Building on the work of both existing and historic scholars and organisers, and in the face of ongoing uneven ecological exchange and deeply problematic and violent neo-colonial logics of agricultural development, knowledge dissemination and cultural fetishism, our work recognises the need to take responsibility for our own agrarian questions in the Global North. By taking up this position in institutions and contexts in the imperial core and their settler colonies, we look to hone our approach to these questions in the context of our own polities and landscapes in a way that is both cognizant and celebratory of the realities of agricultural lifeways of producers across the Global South and amongst Indigenous peoples and peasant communities everywhere.
Alex (and Adam), I am astonished by the fact that I, despite >40 years in the organic movement and deep into its debates and organizations internationally, never heard about Agrarian Dreams. Will have to read it, even if I probably have little to learn as the blurb speaks about "an alternative analysis that underscores the limits of an organic label as a pathway to transforming agriculture." something I have been aware of all through my (organic) life. However, I have some difficulty to understand the link between this and the rest of the article as an "organic label" clearly is a tool for selling organic products in mainstream markets and has little bearing on a discussion on "romanticized agrarian localism". Perhaps I am missing something?
I must say that I hardly have experienced any wide spread "romanticised idealised rural experiences". On the contrary, I believe it is a bigger problem that the prevailing narratives very much demonise small scale farming. And those that are actively engaged in it (apart from those selling courses and books on how to become a millionaire on 1 hectare) will mostly tell you have hard work it is for little money.....
In my view, the merit of agrarian localism (loosely defined) is its emphasis on scale and relationships, relationships between humans and with the rest of the living. Because scale matters. The weakness of agrarian localism, especially in the anglo-saxon world is a rather wide-spread blindness towards the effects of markets and capitalism. Many proponents seem to believe that if the market was just fair the small farms would prevail. But that is based on a very romanticized view of markets.

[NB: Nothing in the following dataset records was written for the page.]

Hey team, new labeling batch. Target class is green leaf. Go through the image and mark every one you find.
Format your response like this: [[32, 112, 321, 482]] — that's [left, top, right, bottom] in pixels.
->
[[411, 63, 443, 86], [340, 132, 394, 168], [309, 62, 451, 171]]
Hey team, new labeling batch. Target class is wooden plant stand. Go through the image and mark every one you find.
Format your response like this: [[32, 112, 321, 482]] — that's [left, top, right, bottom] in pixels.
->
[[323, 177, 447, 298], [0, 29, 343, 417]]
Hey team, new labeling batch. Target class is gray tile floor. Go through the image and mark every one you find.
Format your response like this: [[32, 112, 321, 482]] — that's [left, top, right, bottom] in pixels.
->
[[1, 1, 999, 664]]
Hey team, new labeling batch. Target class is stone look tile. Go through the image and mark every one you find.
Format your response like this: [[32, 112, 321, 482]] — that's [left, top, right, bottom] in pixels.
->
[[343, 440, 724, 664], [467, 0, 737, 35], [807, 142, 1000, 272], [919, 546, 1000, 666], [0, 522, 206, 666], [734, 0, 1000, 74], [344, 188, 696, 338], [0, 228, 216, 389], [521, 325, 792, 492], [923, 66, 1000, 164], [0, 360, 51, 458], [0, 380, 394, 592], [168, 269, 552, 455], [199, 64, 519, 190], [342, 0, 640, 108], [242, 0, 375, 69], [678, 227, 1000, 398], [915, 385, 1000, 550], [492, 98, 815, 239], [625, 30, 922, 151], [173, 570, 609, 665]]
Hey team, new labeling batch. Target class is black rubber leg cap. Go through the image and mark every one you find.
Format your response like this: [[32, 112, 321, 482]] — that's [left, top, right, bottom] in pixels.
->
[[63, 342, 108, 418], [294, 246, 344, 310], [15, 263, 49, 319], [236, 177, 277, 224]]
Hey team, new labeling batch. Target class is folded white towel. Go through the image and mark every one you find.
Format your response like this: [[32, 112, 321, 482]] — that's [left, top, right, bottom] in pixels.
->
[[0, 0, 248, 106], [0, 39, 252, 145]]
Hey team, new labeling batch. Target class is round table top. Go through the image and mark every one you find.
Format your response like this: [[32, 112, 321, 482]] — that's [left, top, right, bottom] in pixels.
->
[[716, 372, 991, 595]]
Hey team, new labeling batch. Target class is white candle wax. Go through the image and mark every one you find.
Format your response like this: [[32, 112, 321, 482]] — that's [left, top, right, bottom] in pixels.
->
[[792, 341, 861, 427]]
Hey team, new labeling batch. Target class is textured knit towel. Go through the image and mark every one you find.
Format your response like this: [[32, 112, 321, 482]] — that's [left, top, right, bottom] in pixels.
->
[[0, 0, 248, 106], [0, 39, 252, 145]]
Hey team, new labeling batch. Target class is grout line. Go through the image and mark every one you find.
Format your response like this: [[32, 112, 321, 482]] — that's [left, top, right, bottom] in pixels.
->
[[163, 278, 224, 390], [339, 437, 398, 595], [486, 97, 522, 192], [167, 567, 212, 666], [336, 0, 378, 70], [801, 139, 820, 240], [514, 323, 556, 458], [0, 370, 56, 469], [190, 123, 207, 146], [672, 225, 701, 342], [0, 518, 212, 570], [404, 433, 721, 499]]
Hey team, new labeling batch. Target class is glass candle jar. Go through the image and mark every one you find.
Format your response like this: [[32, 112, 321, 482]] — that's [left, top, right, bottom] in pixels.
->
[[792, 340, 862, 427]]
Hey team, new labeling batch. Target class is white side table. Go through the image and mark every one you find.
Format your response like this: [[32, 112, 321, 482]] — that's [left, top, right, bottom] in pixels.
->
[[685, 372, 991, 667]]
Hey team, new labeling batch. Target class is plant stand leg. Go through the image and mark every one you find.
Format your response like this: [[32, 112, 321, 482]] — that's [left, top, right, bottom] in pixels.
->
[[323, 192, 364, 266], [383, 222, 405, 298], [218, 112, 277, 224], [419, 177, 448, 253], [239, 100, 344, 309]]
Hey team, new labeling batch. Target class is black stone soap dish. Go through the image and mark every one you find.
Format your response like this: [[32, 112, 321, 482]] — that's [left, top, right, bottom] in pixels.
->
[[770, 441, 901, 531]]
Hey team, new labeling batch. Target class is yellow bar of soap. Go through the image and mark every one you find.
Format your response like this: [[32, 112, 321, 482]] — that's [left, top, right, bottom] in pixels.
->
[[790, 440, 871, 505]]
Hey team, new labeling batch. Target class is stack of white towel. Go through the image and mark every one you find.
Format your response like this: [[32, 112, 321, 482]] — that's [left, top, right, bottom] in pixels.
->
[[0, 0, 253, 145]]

I support most of your analysis, especially the emphasis on politics, even though i find it overloaded with "radical" jargon as in the paragraph about fascism. I am also not sure what the "imperial core" means in an American context, when the settler colony and empire is the same? Why racial capitalism as opposed to just capitalism, do you mean that capitalism is good as long as it isn't racist? In my view, you risk undermining your efforts with too much of that kind of rhetoric. Please also note that there are some considerable chunks of the Global North, in particular farmers, that will not feel much part or guilt of any colonial past.

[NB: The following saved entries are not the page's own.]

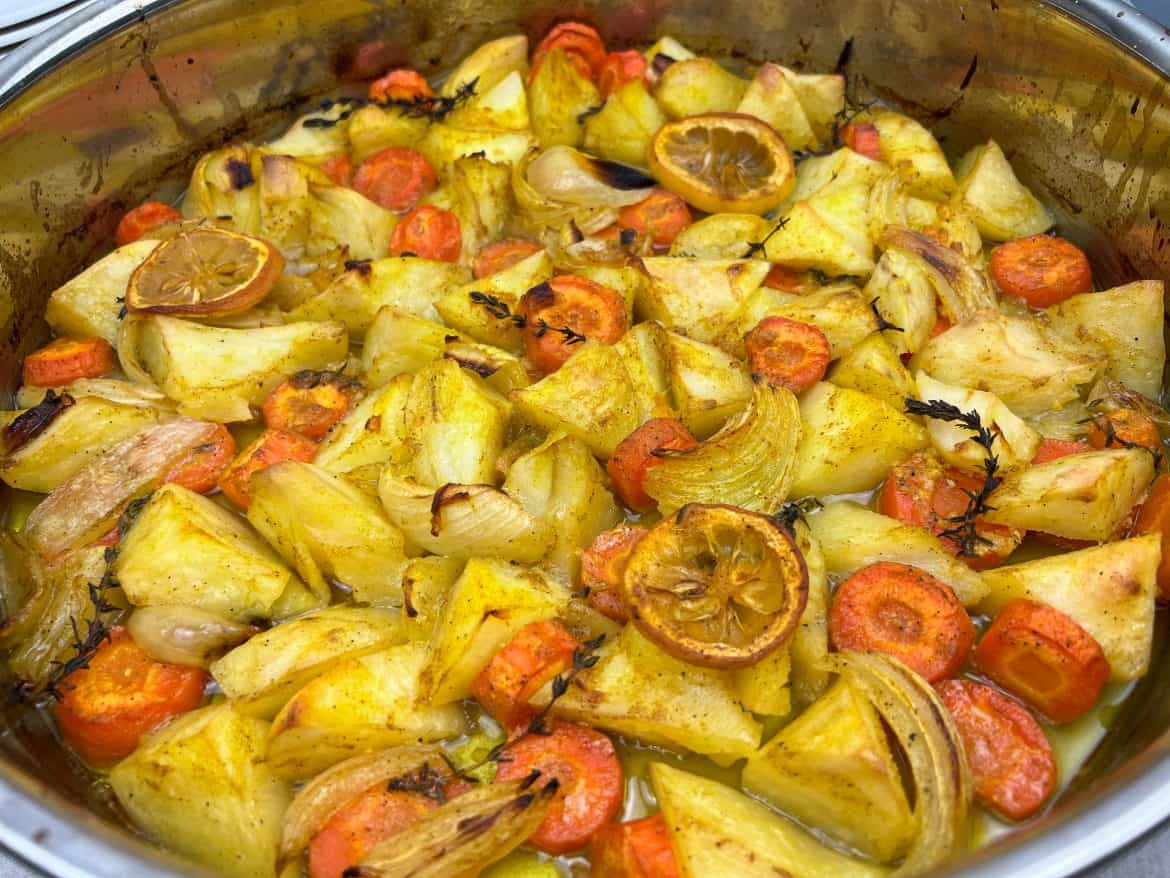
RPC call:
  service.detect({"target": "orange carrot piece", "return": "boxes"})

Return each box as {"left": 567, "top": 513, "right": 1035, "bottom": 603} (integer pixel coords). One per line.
{"left": 473, "top": 238, "right": 542, "bottom": 279}
{"left": 162, "top": 424, "right": 237, "bottom": 494}
{"left": 598, "top": 50, "right": 649, "bottom": 97}
{"left": 217, "top": 429, "right": 318, "bottom": 509}
{"left": 530, "top": 22, "right": 607, "bottom": 83}
{"left": 989, "top": 235, "right": 1093, "bottom": 308}
{"left": 840, "top": 122, "right": 881, "bottom": 160}
{"left": 1086, "top": 408, "right": 1161, "bottom": 451}
{"left": 516, "top": 275, "right": 628, "bottom": 373}
{"left": 974, "top": 598, "right": 1109, "bottom": 723}
{"left": 1135, "top": 472, "right": 1170, "bottom": 602}
{"left": 368, "top": 68, "right": 434, "bottom": 103}
{"left": 829, "top": 561, "right": 974, "bottom": 683}
{"left": 606, "top": 418, "right": 698, "bottom": 512}
{"left": 580, "top": 525, "right": 647, "bottom": 623}
{"left": 470, "top": 620, "right": 579, "bottom": 732}
{"left": 744, "top": 316, "right": 830, "bottom": 393}
{"left": 617, "top": 189, "right": 692, "bottom": 249}
{"left": 308, "top": 785, "right": 435, "bottom": 878}
{"left": 589, "top": 814, "right": 681, "bottom": 878}
{"left": 115, "top": 201, "right": 182, "bottom": 245}
{"left": 261, "top": 371, "right": 361, "bottom": 441}
{"left": 353, "top": 147, "right": 437, "bottom": 213}
{"left": 22, "top": 337, "right": 117, "bottom": 388}
{"left": 389, "top": 205, "right": 462, "bottom": 262}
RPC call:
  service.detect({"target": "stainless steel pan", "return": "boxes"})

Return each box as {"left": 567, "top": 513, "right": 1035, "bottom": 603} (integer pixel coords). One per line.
{"left": 0, "top": 0, "right": 1168, "bottom": 875}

I totally agree with your rejection of the ecomodernist version something I have written extensively about. e.g, here: https://gardenearth.substack.com/p/do-we-need-farmfree-food
The is so needed. Thank you! I challenge you all (and the rest of us) to communicate these crucial concepts and approaches in ways that are resonant with our broader societies. For example translating concepts like “Malthusian” in ways that move non-academic circles to join the effort will be critical to pushing widespread reform. For those of us in highly industrialized food systems, it is important that we are inclusive in our rhetoric without dumbing down the core tenets of the movement. The goal, as you articulate so well here, is to push against our entrenched economic systems - the challenge is to figure out how to shift from being a niche worldview to one that drives broad change.